Наденька сидела молча, лишь побелевшее лицо, широко раскрытые глаза да прижатые ко рту руки говорили о том, что девочка находится на грани нервного срыва. И только присутствие здесь родных и близких ей людей ещё сдерживало её, не давало внутреннему состоянию выхода наружу. Она крепилась. Из последних девчоночьих сил крепилась… Но они, силы эти, начали иссякать. Безумная пустота уже зарождалась в глазах, во взгляде девчонки…
Евгения Станиславовна не видела, как ворвались в её дом крестьяне; как в панике выбежала из дома Варенька, волоча за собой Серёжку в ночной сорочке и с подаренной накануне детской сабелькой в руке. Как растаскивали имущество из имения – она тоже не видела. Она потом, лишь спустя некоторое время увидела, как взялось огнём, разом вспыхнуло родовое гнездо дворян Авериных, и в очередной раз без чувств рухнула на школьном дворе деревни Дубовки. Деревни, которую основал и вдохнул в неё жизнь штаб-ротмистр армейской кавалерии, участник Бородинской битвы Данила Михайлович Аверин много-много десятилетий назад. Для себя, для людей старался…
Красноармейцы выводили коней из барской конюшни, набрасывали сёдла, гордо восседали на лошадях, глядя с высоты не менее горделиво на пеших товарищей. Некоторые бойцы уже торочили к сёдлам торбы с овсом из амбаров, не гнушаясь прихватить для себя из панских кладовых и погребов сала, хлеб, птичьи тушки, куски вяленого мяса, другую снедь. В этом им помогали и местные крестьяне, с алчным блеском в глазах, с несвойственными ранее жадностью и яростью набросившихся на барские припасы, имущество. Тащили всё, что попадало под руки или чего видели глаза: телеги, колёса, конскую сбрую, плуги, бороны, дёготь.
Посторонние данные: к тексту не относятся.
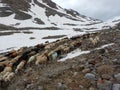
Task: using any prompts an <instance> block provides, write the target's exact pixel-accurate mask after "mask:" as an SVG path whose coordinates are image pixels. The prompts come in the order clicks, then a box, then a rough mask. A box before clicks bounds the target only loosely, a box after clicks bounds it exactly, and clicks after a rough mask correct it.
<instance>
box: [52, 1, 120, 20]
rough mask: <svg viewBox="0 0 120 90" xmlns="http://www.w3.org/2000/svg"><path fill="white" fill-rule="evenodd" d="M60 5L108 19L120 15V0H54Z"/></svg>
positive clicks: (96, 16) (54, 1)
mask: <svg viewBox="0 0 120 90" xmlns="http://www.w3.org/2000/svg"><path fill="white" fill-rule="evenodd" d="M52 1H53V2H55V3H57V4H58V5H59V6H61V7H63V8H67V9H74V10H76V11H78V12H79V13H80V14H83V15H86V16H91V17H94V18H97V19H102V20H107V19H111V18H113V17H115V16H120V0H52Z"/></svg>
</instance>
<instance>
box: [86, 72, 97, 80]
mask: <svg viewBox="0 0 120 90" xmlns="http://www.w3.org/2000/svg"><path fill="white" fill-rule="evenodd" d="M85 78H86V79H89V80H96V77H95V75H94V74H92V73H87V74H85Z"/></svg>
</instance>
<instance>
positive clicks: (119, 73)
mask: <svg viewBox="0 0 120 90" xmlns="http://www.w3.org/2000/svg"><path fill="white" fill-rule="evenodd" d="M114 77H115V79H116V80H118V81H120V73H118V74H115V75H114Z"/></svg>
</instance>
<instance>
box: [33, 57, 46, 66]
mask: <svg viewBox="0 0 120 90" xmlns="http://www.w3.org/2000/svg"><path fill="white" fill-rule="evenodd" d="M36 59H37V60H36V62H35V64H36V65H39V64H45V63H46V62H47V57H46V56H45V55H40V56H37V57H36Z"/></svg>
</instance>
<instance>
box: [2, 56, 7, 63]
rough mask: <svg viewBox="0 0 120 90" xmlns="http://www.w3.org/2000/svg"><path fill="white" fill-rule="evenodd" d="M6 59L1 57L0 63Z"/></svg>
mask: <svg viewBox="0 0 120 90" xmlns="http://www.w3.org/2000/svg"><path fill="white" fill-rule="evenodd" d="M7 59H8V58H7V57H4V56H3V57H1V58H0V62H2V61H5V60H7Z"/></svg>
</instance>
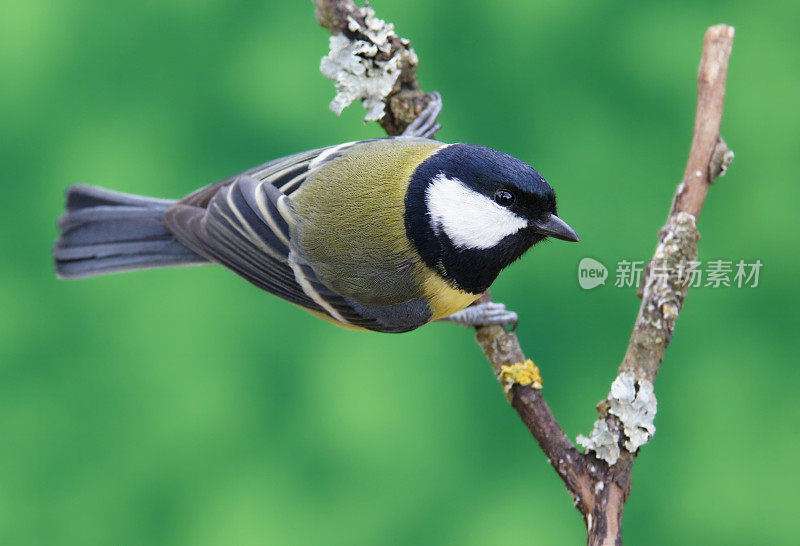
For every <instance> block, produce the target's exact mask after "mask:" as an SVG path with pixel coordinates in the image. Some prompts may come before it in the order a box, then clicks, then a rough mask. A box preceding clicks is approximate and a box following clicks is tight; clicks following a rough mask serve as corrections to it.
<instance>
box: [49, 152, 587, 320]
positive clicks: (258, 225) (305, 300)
mask: <svg viewBox="0 0 800 546" xmlns="http://www.w3.org/2000/svg"><path fill="white" fill-rule="evenodd" d="M58 226H59V229H60V231H61V237H60V238H59V239H58V241H56V244H55V248H54V258H55V267H56V272H57V275H58V276H59V277H61V278H78V277H87V276H92V275H100V274H105V273H113V272H118V271H128V270H132V269H145V268H152V267H162V266H173V265H190V264H206V263H217V264H221V265H223V266H225V267H227V268H228V269H230V270H231V271H233V272H234V273H237V274H238V275H240V276H242V277H244V278H245V279H246V280H248V281H250V282H251V283H253V284H254V285H256V286H258V287H259V288H262V289H264V290H266V291H267V292H271V293H272V294H275V295H276V296H279V297H281V298H283V299H286V300H288V301H290V302H292V303H294V304H297V305H299V306H301V307H303V308H305V309H307V310H308V311H310V312H311V313H313V314H314V315H317V316H319V317H322V318H325V319H327V320H330V321H333V322H335V323H337V324H340V325H343V326H347V327H352V328H358V329H366V330H375V331H380V332H406V331H409V330H413V329H415V328H417V327H419V326H422V325H423V324H426V323H428V322H431V321H433V320H437V319H443V318H446V317H449V316H453V314H454V313H456V314H457V312H459V311H460V310H462V309H464V308H466V307H467V306H469V305H470V304H472V303H473V302H474V301H475V300H476V299H477V298H478V297H480V295H481V294H483V293H484V292H485V291H486V290H487V289H488V288H489V286H490V285H491V284H492V282H493V281H494V280H495V278H496V277H497V275H498V274H499V273H500V271H501V270H502V269H503V268H505V267H506V266H508V265H509V264H510V263H512V262H513V261H515V260H516V259H517V258H519V257H520V256H522V254H523V253H525V252H526V251H527V250H528V249H529V248H530V247H531V246H533V245H534V244H536V243H537V242H539V241H541V240H543V239H545V238H546V237H553V238H556V239H563V240H566V241H577V240H578V236H577V234H576V233H575V231H574V230H573V229H572V228H571V227H570V226H569V225H567V224H566V223H565V222H564V221H562V220H561V219H560V218H559V217H558V216H556V198H555V194H554V193H553V190H552V188H551V187H550V186H549V185H548V183H547V182H546V181H545V179H544V178H542V176H541V175H540V174H539V173H538V172H536V171H535V170H534V169H533V168H532V167H531V166H530V165H528V164H526V163H524V162H522V161H520V160H519V159H516V158H514V157H511V156H510V155H507V154H504V153H502V152H498V151H496V150H493V149H490V148H485V147H482V146H475V145H469V144H444V143H441V142H438V141H435V140H430V139H427V138H416V137H395V138H383V139H376V140H365V141H360V142H351V143H347V144H341V145H339V146H331V147H328V148H321V149H318V150H313V151H310V152H305V153H301V154H297V155H293V156H289V157H285V158H282V159H277V160H275V161H271V162H269V163H266V164H264V165H261V166H260V167H256V168H254V169H250V170H249V171H245V172H244V173H242V174H239V175H237V176H234V177H231V178H228V179H225V180H222V181H220V182H217V183H216V184H212V185H210V186H206V187H204V188H201V189H199V190H197V191H195V192H194V193H192V194H190V195H188V196H186V197H184V198H183V199H180V200H177V201H175V200H167V199H156V198H150V197H141V196H136V195H129V194H124V193H118V192H114V191H110V190H106V189H102V188H97V187H90V186H72V187H70V188H69V189H68V190H67V211H66V213H65V214H64V215H63V216H62V217H61V218H60V220H59V222H58Z"/></svg>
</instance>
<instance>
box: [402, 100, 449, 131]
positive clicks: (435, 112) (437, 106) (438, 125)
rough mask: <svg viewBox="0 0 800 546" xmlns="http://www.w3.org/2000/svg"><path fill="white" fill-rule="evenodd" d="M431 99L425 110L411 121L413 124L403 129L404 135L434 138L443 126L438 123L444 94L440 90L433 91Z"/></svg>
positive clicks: (441, 110)
mask: <svg viewBox="0 0 800 546" xmlns="http://www.w3.org/2000/svg"><path fill="white" fill-rule="evenodd" d="M428 96H429V97H430V101H428V106H426V107H425V110H423V111H422V113H421V114H420V115H419V116H418V117H417V119H415V120H414V121H412V122H411V125H409V126H408V127H406V130H405V131H403V136H411V137H422V138H433V136H434V135H435V134H436V131H438V130H439V129H441V128H442V126H441V125H439V124H438V123H436V120H437V119H438V118H439V113H440V112H441V111H442V96H441V95H440V94H439V93H438V92H435V91H434V92H433V93H431V94H430V95H428Z"/></svg>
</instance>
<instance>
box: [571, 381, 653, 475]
mask: <svg viewBox="0 0 800 546" xmlns="http://www.w3.org/2000/svg"><path fill="white" fill-rule="evenodd" d="M607 402H608V408H609V409H608V413H610V414H611V415H615V416H616V417H617V418H618V419H619V422H620V424H621V425H622V433H623V435H624V442H623V444H622V445H623V447H624V448H625V449H626V450H627V451H629V452H631V453H635V452H636V450H637V449H639V448H640V447H641V446H643V445H644V444H646V443H647V442H649V441H650V439H651V438H652V437H653V435H654V434H655V432H656V427H655V424H653V421H654V419H655V416H656V412H657V410H658V401H657V400H656V396H655V393H654V392H653V384H652V383H651V382H650V381H648V380H646V379H641V380H638V381H637V380H636V378H635V376H634V375H633V374H632V373H629V372H625V373H621V374H620V375H619V376H617V378H616V379H615V380H614V382H613V383H612V384H611V392H610V393H609V394H608V399H607ZM577 440H578V444H580V445H581V446H583V447H584V448H586V450H587V451H594V453H595V455H596V457H597V458H598V459H602V460H604V461H606V462H607V463H608V464H610V465H613V464H614V463H616V462H617V459H619V454H620V447H619V440H620V438H619V434H618V433H617V432H615V431H613V430H612V429H611V428H610V427H609V426H608V423H607V422H606V421H605V420H604V419H598V420H597V421H595V423H594V428H593V429H592V432H591V433H590V434H589V437H588V438H587V437H586V436H583V435H580V436H578V439H577Z"/></svg>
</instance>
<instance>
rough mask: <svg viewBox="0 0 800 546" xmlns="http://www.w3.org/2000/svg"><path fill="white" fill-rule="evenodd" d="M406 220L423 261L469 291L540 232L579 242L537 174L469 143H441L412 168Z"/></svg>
mask: <svg viewBox="0 0 800 546" xmlns="http://www.w3.org/2000/svg"><path fill="white" fill-rule="evenodd" d="M405 223H406V232H407V234H408V236H409V238H410V239H411V241H412V242H413V243H414V245H415V247H416V248H417V250H418V251H419V253H420V255H421V256H422V259H423V260H424V261H425V263H426V264H427V265H428V266H429V267H431V268H433V269H435V270H436V271H437V272H438V273H439V274H440V275H442V276H443V277H444V278H446V279H448V280H450V281H452V282H454V283H455V284H456V285H458V286H459V288H461V289H462V290H466V291H467V292H471V293H474V294H479V293H482V292H484V291H486V289H487V288H488V287H489V285H491V284H492V282H494V279H495V278H496V277H497V275H498V274H499V273H500V271H501V270H502V269H503V268H505V267H506V266H507V265H509V264H510V263H512V262H513V261H514V260H516V259H517V258H519V257H520V256H522V254H524V253H525V251H527V250H528V249H529V248H530V247H531V246H533V245H534V244H536V243H538V242H539V241H542V240H543V239H545V238H546V237H553V238H556V239H562V240H565V241H578V235H577V234H576V233H575V231H574V230H573V229H572V228H571V227H569V225H567V223H566V222H564V221H563V220H561V219H560V218H559V217H558V216H556V196H555V193H554V192H553V189H552V188H551V187H550V185H549V184H548V183H547V182H546V181H545V179H544V178H543V177H542V175H540V174H539V173H538V172H536V171H535V170H534V169H533V167H531V166H530V165H528V164H527V163H525V162H523V161H520V160H519V159H516V158H514V157H512V156H510V155H508V154H504V153H502V152H498V151H497V150H493V149H491V148H485V147H483V146H474V145H469V144H451V145H449V146H444V147H442V148H440V149H439V150H438V151H437V152H436V153H434V154H433V155H432V156H431V157H429V158H427V159H426V160H425V161H423V162H422V163H421V164H420V165H419V167H417V169H416V171H415V172H414V174H413V175H412V179H411V183H410V185H409V189H408V194H407V195H406V214H405Z"/></svg>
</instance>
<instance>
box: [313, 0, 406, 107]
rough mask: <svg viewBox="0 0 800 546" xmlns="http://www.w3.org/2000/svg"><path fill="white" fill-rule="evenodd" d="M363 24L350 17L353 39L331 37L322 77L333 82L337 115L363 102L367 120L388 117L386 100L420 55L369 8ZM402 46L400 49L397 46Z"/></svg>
mask: <svg viewBox="0 0 800 546" xmlns="http://www.w3.org/2000/svg"><path fill="white" fill-rule="evenodd" d="M362 14H363V21H364V23H363V24H361V23H359V21H356V20H355V19H354V18H352V17H349V18H348V28H349V30H350V31H351V35H352V36H357V38H349V37H348V36H346V35H345V34H337V35H335V36H331V38H330V51H329V53H328V55H327V56H326V57H324V58H323V59H322V62H321V63H320V71H321V72H322V74H323V75H324V76H325V77H327V78H329V79H331V80H333V82H334V85H335V86H336V92H337V93H336V97H335V98H334V99H333V101H332V102H331V104H330V108H331V110H333V112H334V113H336V114H337V115H339V114H341V113H342V111H343V110H344V109H345V108H347V107H348V106H349V105H350V104H352V102H353V101H355V100H359V99H360V100H362V101H363V105H364V108H365V109H366V111H367V113H366V115H365V116H364V120H365V121H378V120H380V119H381V118H383V116H384V112H385V107H386V100H387V98H388V97H389V95H391V94H392V92H393V91H395V90H396V86H398V85H399V82H398V79H399V78H400V75H401V73H402V71H403V67H404V66H410V67H415V66H416V65H417V62H418V60H417V56H416V54H415V53H414V50H413V49H411V47H410V46H409V45H408V41H407V40H403V39H401V38H399V37H398V36H397V35H396V34H395V32H394V25H392V24H391V23H387V22H386V21H383V20H382V19H378V18H377V17H375V12H374V11H373V9H372V8H371V7H369V6H366V7H364V8H362ZM393 44H400V47H393Z"/></svg>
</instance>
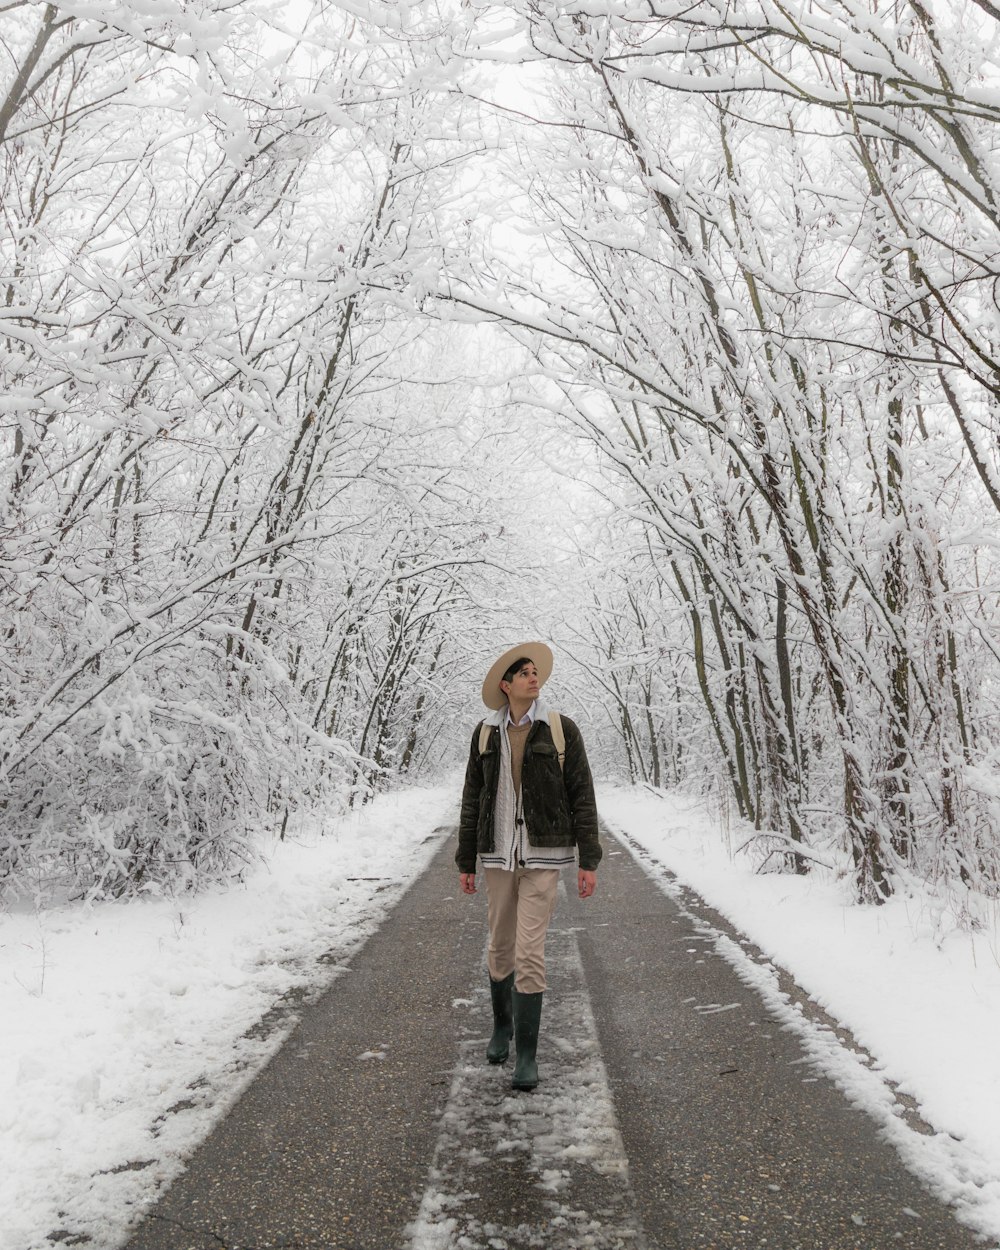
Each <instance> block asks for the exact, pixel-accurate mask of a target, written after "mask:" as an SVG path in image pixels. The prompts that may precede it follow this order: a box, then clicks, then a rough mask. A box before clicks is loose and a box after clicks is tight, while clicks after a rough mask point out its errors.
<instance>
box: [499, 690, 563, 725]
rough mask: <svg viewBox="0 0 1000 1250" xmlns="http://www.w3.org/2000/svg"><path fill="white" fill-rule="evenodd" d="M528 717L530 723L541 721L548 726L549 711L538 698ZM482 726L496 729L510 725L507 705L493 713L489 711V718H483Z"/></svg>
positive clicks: (505, 704) (533, 703) (536, 699)
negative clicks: (495, 725)
mask: <svg viewBox="0 0 1000 1250" xmlns="http://www.w3.org/2000/svg"><path fill="white" fill-rule="evenodd" d="M527 715H529V716H530V717H531V721H532V722H534V721H536V720H542V721H545V724H546V725H547V724H549V709H547V707H546V706H545V702H544V701H542V699H541V697H540V696H539V697H537V699H536V700H535V701H534V702H532V704H531V706H530V707H529V709H527ZM484 724H486V725H496V726H497V727H499V726H500V725H509V724H510V706H509V704H504V706H502V707H497V709H496V710H495V711H491V712H490V714H489V716H484Z"/></svg>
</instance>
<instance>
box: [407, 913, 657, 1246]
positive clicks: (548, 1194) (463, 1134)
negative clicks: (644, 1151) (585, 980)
mask: <svg viewBox="0 0 1000 1250" xmlns="http://www.w3.org/2000/svg"><path fill="white" fill-rule="evenodd" d="M546 966H547V970H549V973H547V975H549V991H546V995H545V1004H544V1010H542V1018H541V1035H540V1038H541V1040H540V1044H539V1073H540V1084H539V1086H537V1089H536V1090H535V1091H534V1093H531V1094H515V1093H512V1091H511V1089H510V1073H511V1065H512V1053H511V1059H510V1060H509V1061H507V1064H506V1065H504V1066H497V1068H494V1066H490V1065H487V1064H486V1061H485V1049H486V1040H487V1038H489V1030H490V1028H491V1016H490V1003H489V991H487V989H486V988H485V986H484V988H477V989H476V990H475V993H474V1001H475V1008H474V1009H472V1010H474V1011H475V1021H476V1030H477V1031H479V1028H480V1024H481V1035H480V1036H476V1038H475V1039H470V1040H467V1041H462V1043H461V1054H460V1060H459V1065H457V1069H456V1071H455V1074H454V1079H452V1083H451V1090H450V1094H449V1098H447V1104H446V1106H445V1110H444V1114H442V1116H441V1126H440V1134H439V1138H437V1143H436V1146H435V1151H434V1160H432V1164H431V1170H430V1178H429V1184H427V1188H426V1190H425V1193H424V1196H422V1201H421V1205H420V1211H419V1215H417V1218H416V1220H415V1221H414V1223H412V1225H410V1228H409V1230H407V1236H409V1241H407V1246H409V1250H521V1248H545V1250H584V1248H586V1250H642V1248H645V1245H646V1239H645V1236H644V1233H642V1229H641V1226H640V1224H639V1219H637V1215H636V1210H635V1198H634V1194H632V1189H631V1183H630V1180H629V1163H627V1159H626V1158H625V1150H624V1146H622V1143H621V1134H620V1131H619V1126H617V1118H616V1115H615V1108H614V1100H612V1096H611V1090H610V1088H609V1084H607V1073H606V1070H605V1066H604V1061H602V1059H601V1055H600V1045H599V1041H597V1033H596V1026H595V1023H594V1013H592V1010H591V1006H590V998H589V994H587V990H586V985H585V983H584V971H582V964H581V961H580V950H579V946H577V941H576V934H575V931H574V930H572V929H559V928H552V929H551V930H550V931H549V940H547V954H546ZM484 981H485V971H484ZM511 1050H512V1048H511ZM527 1191H530V1193H527ZM525 1206H526V1208H530V1209H531V1210H532V1213H534V1215H532V1218H531V1219H527V1220H526V1219H524V1218H520V1219H519V1218H517V1216H519V1213H520V1215H521V1216H522V1215H524V1210H525Z"/></svg>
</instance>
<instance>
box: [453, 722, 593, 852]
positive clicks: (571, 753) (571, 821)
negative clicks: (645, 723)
mask: <svg viewBox="0 0 1000 1250" xmlns="http://www.w3.org/2000/svg"><path fill="white" fill-rule="evenodd" d="M560 719H561V721H562V735H564V737H565V739H566V758H565V760H564V768H562V769H561V770H560V766H559V755H557V754H556V749H555V744H554V742H552V735H551V731H550V729H549V726H547V725H546V724H545V721H544V720H536V721H535V722H534V725H532V726H531V729H530V730H529V732H527V741H526V742H525V749H524V764H522V766H521V804H522V808H524V820H525V828H526V830H527V840H529V843H530V844H531V845H532V846H575V848H576V851H577V859H579V864H580V868H584V869H591V870H592V869H596V866H597V864H600V860H601V844H600V843H599V841H597V804H596V801H595V799H594V779H592V778H591V775H590V765H589V764H587V761H586V750H585V749H584V739H582V735H581V734H580V730H579V729H577V727H576V725H575V722H574V721H571V720H570V719H569V716H561V717H560ZM481 724H482V721H480V722H479V725H476V727H475V732H474V734H472V745H471V750H470V752H469V765H467V768H466V770H465V786H464V788H462V794H461V816H460V819H459V849H457V851H456V853H455V863H456V864H457V865H459V871H460V873H475V870H476V855H477V854H480V853H484V854H487V855H489V854H492V851H495V849H496V848H495V844H494V828H492V826H494V810H495V808H496V786H497V783H499V779H500V730H499V727H497V726H494V727H492V730H491V731H490V737H489V741H487V745H486V751H485V752H484V754H482V755H480V754H479V731H480V726H481Z"/></svg>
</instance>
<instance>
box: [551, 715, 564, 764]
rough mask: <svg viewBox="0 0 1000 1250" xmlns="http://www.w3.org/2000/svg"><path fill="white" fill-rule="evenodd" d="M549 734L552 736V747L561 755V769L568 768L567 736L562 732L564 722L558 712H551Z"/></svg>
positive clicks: (560, 762) (560, 763)
mask: <svg viewBox="0 0 1000 1250" xmlns="http://www.w3.org/2000/svg"><path fill="white" fill-rule="evenodd" d="M549 732H550V734H551V735H552V745H554V746H555V749H556V754H557V755H559V768H560V769H561V770H565V768H566V735H565V734H564V732H562V721H561V720H560V719H559V712H557V711H550V712H549Z"/></svg>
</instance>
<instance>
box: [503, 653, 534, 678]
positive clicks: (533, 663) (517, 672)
mask: <svg viewBox="0 0 1000 1250" xmlns="http://www.w3.org/2000/svg"><path fill="white" fill-rule="evenodd" d="M534 662H535V661H534V660H532V659H531V656H530V655H520V656H517V659H516V660H515V661H514V664H511V665H510V667H509V669H507V671H506V672H505V674H504V676H502V677H500V680H501V681H510V680H511V677H514V676H516V675H517V674H519V672H520V671H521V669H522V667H524V666H525V664H534Z"/></svg>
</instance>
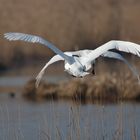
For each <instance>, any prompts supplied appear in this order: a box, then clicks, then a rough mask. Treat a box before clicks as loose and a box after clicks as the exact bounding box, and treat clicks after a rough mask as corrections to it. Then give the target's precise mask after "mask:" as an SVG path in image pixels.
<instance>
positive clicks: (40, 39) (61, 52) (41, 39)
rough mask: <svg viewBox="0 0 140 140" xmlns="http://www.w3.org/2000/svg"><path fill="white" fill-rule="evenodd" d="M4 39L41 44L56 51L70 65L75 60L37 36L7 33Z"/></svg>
mask: <svg viewBox="0 0 140 140" xmlns="http://www.w3.org/2000/svg"><path fill="white" fill-rule="evenodd" d="M4 37H5V38H6V39H8V40H10V41H11V40H22V41H26V42H32V43H40V44H43V45H45V46H47V47H48V48H50V49H51V50H52V51H54V52H55V53H56V54H59V55H60V56H61V57H63V58H64V59H65V60H66V61H67V62H68V63H72V62H73V58H72V57H70V56H68V55H66V54H64V53H63V52H62V51H61V50H59V49H58V48H56V47H55V46H54V45H53V44H52V43H50V42H49V41H47V40H45V39H43V38H41V37H39V36H35V35H29V34H23V33H5V34H4Z"/></svg>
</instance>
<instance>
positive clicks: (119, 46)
mask: <svg viewBox="0 0 140 140" xmlns="http://www.w3.org/2000/svg"><path fill="white" fill-rule="evenodd" d="M111 49H116V50H119V51H123V52H127V53H131V54H134V55H137V56H139V57H140V45H138V44H136V43H132V42H127V41H109V42H107V43H106V44H104V45H102V46H100V47H98V48H96V49H95V50H92V51H91V52H90V53H89V54H88V55H87V56H86V62H92V61H93V60H95V59H96V58H98V57H99V56H101V55H102V54H104V53H105V52H107V51H108V50H111Z"/></svg>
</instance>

Местный кузнец Семён Квашня впрягся в конные грабли, ухватив за оглобли, бежал домой с такой лёгкостью и прытью, что наблюдавший за ним работник со скотного двора Федька Сыч только и смог промолвить:
– Такому и конь не нужен, итить его в матерь. Быдто жеребец барский намётом идёт… Сторонись, люди! Квашня прёть!
Некоторые в погребах, помимо того, что набивали торбы, мешки, пазухи продуктами, ещё и запихивали снедь в рот, будто не употребляли пищу с момента своего рождения. Прямо тут же ели, не отходя от полок, от ларей с продовольствием, в спешке, второпях толкали грязными руками. Жевали, глотали, давились, не успев от жадности пережевать, как следует, пищу, проглотить. Икали. И снова толкали… Объевшись, срыгивали, не сходя с места, и опять заталкивали, ели… Отдельные, наиболее жадные, уже маялись животом, выскакивали из погребов, бежали в бурьяны, приседали там. Потом снова стремглав летели к складам, на ходу подвязывая портки. Спешили: а вдруг не достанется? Вдруг другие маяться животом будут, а не они?
Сметаной, маслом и творогом был усыпан, устелен пол барского ледника, где хранились быстро портящиеся продукты. Перемешавшись с подтаенным льдом, с соломой и опилками, с землёй создали жуткое месиво не менее грязной консистенции, и всё это чавкало, брызгало, разносилось за сапогами, башмаками и лаптями по деревенским улицам. Там же, на полу ледника, валялись куски свежего мяса, втоптанные в грязь, раздавленные ногами трудового народа.
Разделанные свиные, бараньи и говяжьи туши срывали вместе с крюками, забрасывали на спины, уносили в неизвестном направлении.
Обвешанная кольцами домашней колбасы, барская кухарка Фроська Кукса убегала огородами к себе на другой край деревни. За ней гнались горничная и поломойка, вопили, требуя свою долю. Однако счастливица лишь оборачивалась, тыкала товаркам раз за разом фигу, чем ещё больше раззадоривала, подстегивала преследователей.